As shown in Fig. 11(a), when we only have insufficient demonstrations, we observe that the proposed method still achieves the highest point compared with other baselines, which demonstrates that we are able to use the demonstrations more efficiently even when they are insufficient.

Moreover, in Fig. 11(b), we are given new demonstrations. To use them selectively, we first use our contrastive-clustering LSTM model to assign a cluster label to each demonstration according to Eqn. (2). We then generate the transferability for the new demonstrations with the GAIL model in that cluster according to Eqn. (6). Note that we do not re-train the clustering model here with the new demonstrations but directly apply the clustering model and the GAIL model for transferability to cluster new demonstrations. For a fair comparison, we finetune the policy starting from the same checkpoint achieved by our method. The proposed method achieves the highest performance, which means that the proposed method possesses the capability of generalizing to unseen demonstrations.
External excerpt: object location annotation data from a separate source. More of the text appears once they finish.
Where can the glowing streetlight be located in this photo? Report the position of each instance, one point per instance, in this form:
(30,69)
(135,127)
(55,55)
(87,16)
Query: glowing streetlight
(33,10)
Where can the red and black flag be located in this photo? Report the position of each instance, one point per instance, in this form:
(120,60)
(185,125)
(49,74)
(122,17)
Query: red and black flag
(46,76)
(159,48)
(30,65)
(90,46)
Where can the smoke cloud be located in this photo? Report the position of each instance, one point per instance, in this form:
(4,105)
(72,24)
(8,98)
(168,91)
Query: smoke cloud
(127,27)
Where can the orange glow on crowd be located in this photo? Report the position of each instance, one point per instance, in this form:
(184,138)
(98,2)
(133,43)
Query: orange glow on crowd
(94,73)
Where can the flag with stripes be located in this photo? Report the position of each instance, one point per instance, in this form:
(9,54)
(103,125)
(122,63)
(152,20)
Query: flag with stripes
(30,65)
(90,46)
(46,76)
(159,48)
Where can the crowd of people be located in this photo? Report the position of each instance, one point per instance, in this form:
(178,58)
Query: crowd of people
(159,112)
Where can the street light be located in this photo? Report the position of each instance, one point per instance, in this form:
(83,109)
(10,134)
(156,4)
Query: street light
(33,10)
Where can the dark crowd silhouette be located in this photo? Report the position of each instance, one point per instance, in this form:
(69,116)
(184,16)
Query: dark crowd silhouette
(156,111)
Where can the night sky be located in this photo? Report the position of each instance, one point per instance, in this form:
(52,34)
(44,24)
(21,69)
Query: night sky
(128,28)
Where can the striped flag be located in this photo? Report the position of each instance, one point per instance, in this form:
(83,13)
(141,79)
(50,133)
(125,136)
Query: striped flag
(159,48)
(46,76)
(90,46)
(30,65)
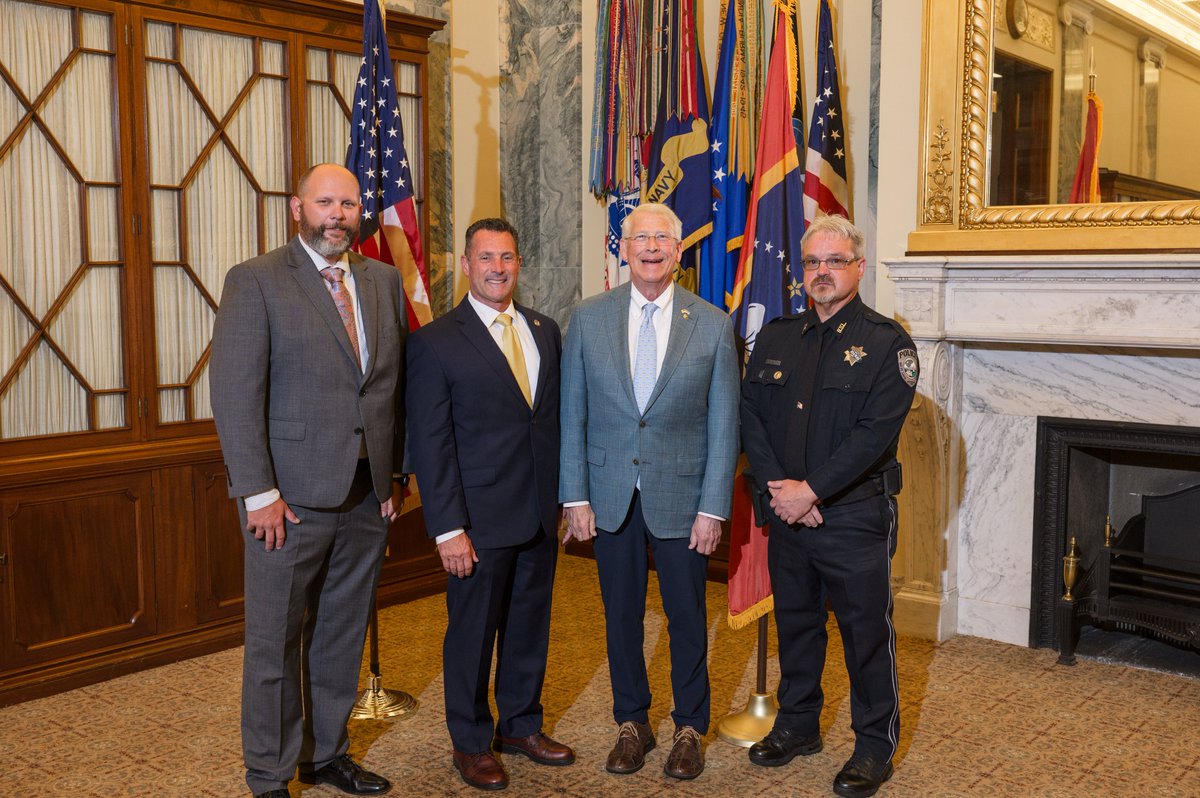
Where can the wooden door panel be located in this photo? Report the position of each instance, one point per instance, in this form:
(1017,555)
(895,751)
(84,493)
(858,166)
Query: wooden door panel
(79,567)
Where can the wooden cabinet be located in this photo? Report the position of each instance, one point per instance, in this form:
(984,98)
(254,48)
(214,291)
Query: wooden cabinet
(127,558)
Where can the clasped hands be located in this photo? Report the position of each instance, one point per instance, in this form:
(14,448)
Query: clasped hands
(795,502)
(581,525)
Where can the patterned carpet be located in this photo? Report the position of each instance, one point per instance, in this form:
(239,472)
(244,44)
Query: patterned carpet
(978,718)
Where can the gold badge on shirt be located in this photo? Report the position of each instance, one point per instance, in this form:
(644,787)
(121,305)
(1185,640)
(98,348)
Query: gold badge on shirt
(855,354)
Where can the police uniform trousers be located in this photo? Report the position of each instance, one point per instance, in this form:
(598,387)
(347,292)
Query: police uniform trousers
(623,569)
(847,561)
(306,612)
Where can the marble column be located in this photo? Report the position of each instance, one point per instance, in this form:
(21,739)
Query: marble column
(541,147)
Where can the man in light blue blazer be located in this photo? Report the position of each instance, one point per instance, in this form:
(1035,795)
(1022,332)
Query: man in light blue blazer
(649,409)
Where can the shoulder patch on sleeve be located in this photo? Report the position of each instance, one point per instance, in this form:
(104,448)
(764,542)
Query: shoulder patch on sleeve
(910,367)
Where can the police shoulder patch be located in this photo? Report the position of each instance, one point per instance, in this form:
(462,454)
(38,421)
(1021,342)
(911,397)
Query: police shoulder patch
(910,367)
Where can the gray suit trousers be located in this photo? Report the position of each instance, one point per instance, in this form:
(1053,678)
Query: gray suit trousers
(306,616)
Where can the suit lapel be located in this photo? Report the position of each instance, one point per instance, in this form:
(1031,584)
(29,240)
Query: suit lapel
(315,288)
(369,306)
(618,337)
(682,327)
(473,329)
(541,337)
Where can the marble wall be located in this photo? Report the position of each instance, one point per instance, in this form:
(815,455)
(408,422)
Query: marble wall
(541,147)
(1005,341)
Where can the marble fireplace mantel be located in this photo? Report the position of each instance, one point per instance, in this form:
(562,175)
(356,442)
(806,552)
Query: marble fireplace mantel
(1003,340)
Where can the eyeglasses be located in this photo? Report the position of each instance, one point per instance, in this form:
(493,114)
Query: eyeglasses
(642,239)
(837,264)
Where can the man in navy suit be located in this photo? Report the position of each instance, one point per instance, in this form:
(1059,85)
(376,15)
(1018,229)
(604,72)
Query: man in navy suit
(649,447)
(484,444)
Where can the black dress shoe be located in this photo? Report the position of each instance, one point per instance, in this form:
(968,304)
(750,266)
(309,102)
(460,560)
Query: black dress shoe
(861,777)
(781,745)
(348,775)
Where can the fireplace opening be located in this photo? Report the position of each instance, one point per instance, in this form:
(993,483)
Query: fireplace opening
(1128,496)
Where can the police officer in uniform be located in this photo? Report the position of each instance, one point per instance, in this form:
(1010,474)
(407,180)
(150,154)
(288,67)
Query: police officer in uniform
(823,399)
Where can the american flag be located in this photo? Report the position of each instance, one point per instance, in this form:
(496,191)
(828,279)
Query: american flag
(825,168)
(377,156)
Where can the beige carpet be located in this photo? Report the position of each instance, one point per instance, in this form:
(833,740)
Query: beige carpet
(978,718)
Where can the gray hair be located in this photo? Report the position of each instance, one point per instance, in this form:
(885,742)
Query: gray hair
(658,209)
(840,227)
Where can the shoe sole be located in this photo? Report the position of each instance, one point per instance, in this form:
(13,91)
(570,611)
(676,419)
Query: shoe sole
(515,749)
(475,784)
(863,793)
(640,766)
(808,750)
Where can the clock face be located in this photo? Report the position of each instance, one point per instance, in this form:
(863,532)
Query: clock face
(1017,15)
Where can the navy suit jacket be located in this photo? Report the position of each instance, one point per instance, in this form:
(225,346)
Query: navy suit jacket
(484,459)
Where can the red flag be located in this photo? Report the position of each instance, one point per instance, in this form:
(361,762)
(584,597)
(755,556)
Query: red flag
(389,231)
(1086,187)
(749,582)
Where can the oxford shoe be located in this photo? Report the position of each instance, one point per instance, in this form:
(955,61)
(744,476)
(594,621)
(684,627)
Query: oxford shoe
(349,777)
(781,745)
(481,771)
(538,748)
(861,777)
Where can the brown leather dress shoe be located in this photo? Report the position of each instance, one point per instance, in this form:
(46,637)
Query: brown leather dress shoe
(347,775)
(481,771)
(634,742)
(538,748)
(685,760)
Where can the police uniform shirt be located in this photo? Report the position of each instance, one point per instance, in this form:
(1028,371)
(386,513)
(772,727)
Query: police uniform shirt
(825,401)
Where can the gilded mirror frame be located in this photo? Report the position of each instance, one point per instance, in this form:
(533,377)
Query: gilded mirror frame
(953,217)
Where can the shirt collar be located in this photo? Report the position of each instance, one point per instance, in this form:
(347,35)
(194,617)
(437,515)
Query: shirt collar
(663,300)
(487,313)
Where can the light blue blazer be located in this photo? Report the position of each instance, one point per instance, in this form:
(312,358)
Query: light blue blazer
(684,447)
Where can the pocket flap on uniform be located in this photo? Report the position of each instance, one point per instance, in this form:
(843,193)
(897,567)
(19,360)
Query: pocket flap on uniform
(771,375)
(287,429)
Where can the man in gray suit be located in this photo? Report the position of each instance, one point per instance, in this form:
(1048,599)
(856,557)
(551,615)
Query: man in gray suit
(307,355)
(649,408)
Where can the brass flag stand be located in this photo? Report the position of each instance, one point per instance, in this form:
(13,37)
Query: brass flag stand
(377,701)
(754,723)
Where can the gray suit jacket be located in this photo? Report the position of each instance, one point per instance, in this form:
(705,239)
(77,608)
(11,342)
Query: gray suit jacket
(289,401)
(684,447)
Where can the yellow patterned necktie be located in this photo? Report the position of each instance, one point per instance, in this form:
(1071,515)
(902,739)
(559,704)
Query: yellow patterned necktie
(510,345)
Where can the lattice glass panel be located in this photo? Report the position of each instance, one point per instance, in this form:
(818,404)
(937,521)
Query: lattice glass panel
(219,64)
(35,40)
(11,111)
(263,147)
(103,220)
(407,78)
(221,220)
(273,59)
(329,127)
(96,31)
(37,265)
(160,41)
(165,203)
(111,412)
(276,215)
(43,382)
(79,114)
(15,333)
(89,328)
(179,307)
(202,400)
(178,125)
(318,64)
(172,405)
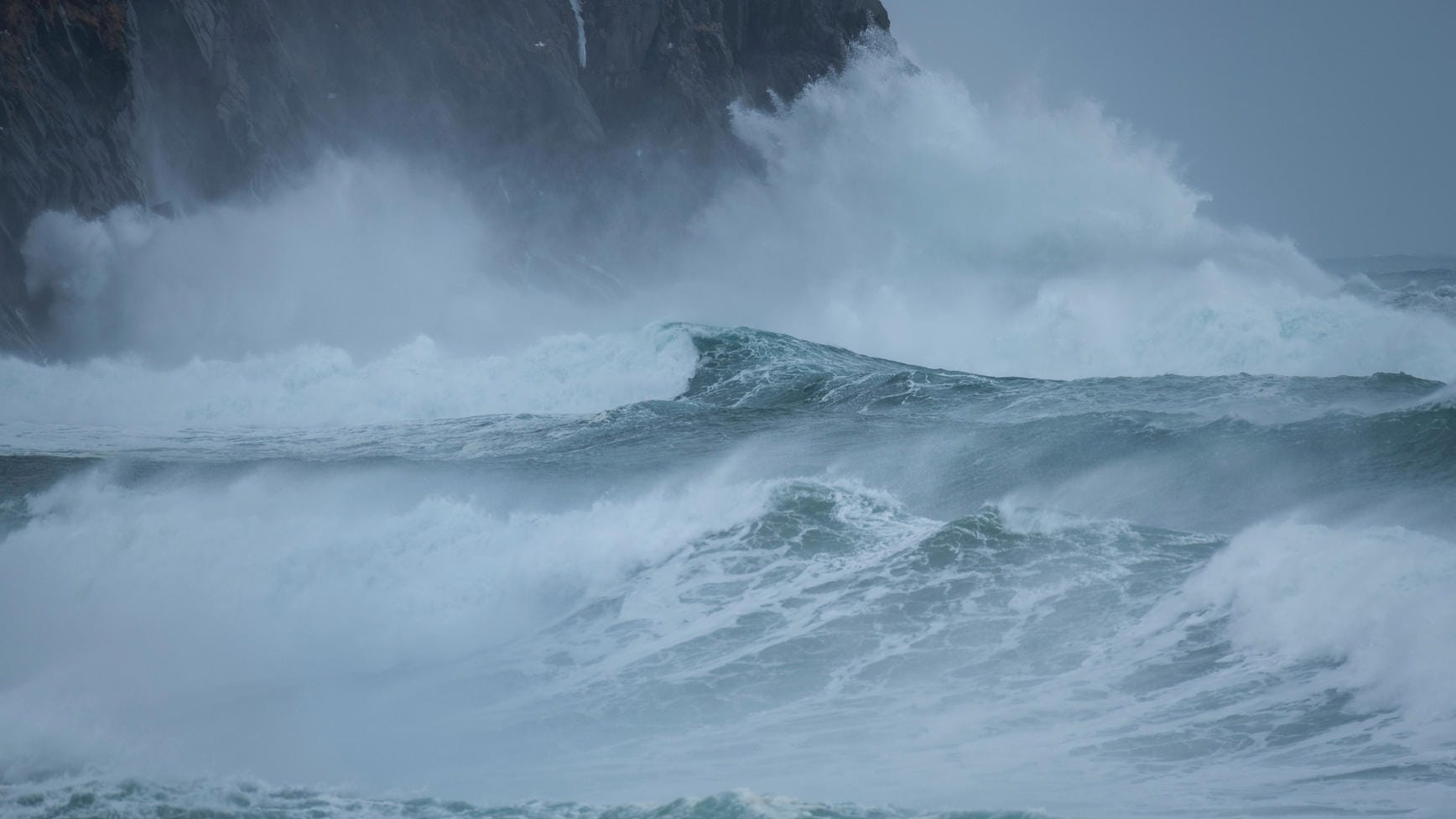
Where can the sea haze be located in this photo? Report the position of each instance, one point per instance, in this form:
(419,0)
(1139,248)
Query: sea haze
(947,458)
This generalization to new demonstrations can be extremely meaningful, which serves as a practical method to satisfy our intention of continually collecting more useful information from multiple sources. We do not require any extra computation other than a one-time inference, which is efficient to use.

C.6 Comparison with a K-means Variant

To demonstrate the significance of our Sequence-based Contrastive Clustering algorithm, we conducted the following experiments on the Driving environment by K-Means clustering with the number of clusters $K$ = $10$ (as the same in our method).

Specifically, we down-sampled each trajectory with a fixed stride to uniformly generate a fixed-length subsample, and applied the K-means algorithm directly to these sub-trajectories and therefore assign each trajectory to a cluster. Then, on each of these $K$ clusters, we learn the transferability respectively. The result of using transferability generated by K-Means clustering for the final imitation learning is presented in Fig. 12.

We observed that the lacking of a contrastive learning step may cause difficulty in obtaining a high-quality unimodal clustering, which is essential for learning an accurate transferability measurement, and further cause a final performance drop. One way our contrastive clustering method is superior to K-means is that performing K-means on uniformly random-sampled sub-trajectories may introduce high variance into the clustering results, while our method, which makes different subsamples of the same trajectory as positive pairs and minimize their distance in the hidden representation space, can mitigate such instability. Also, the extracted representations are used for clustering, so it is beneficial if they are learned with the clustering step in a coherent manner.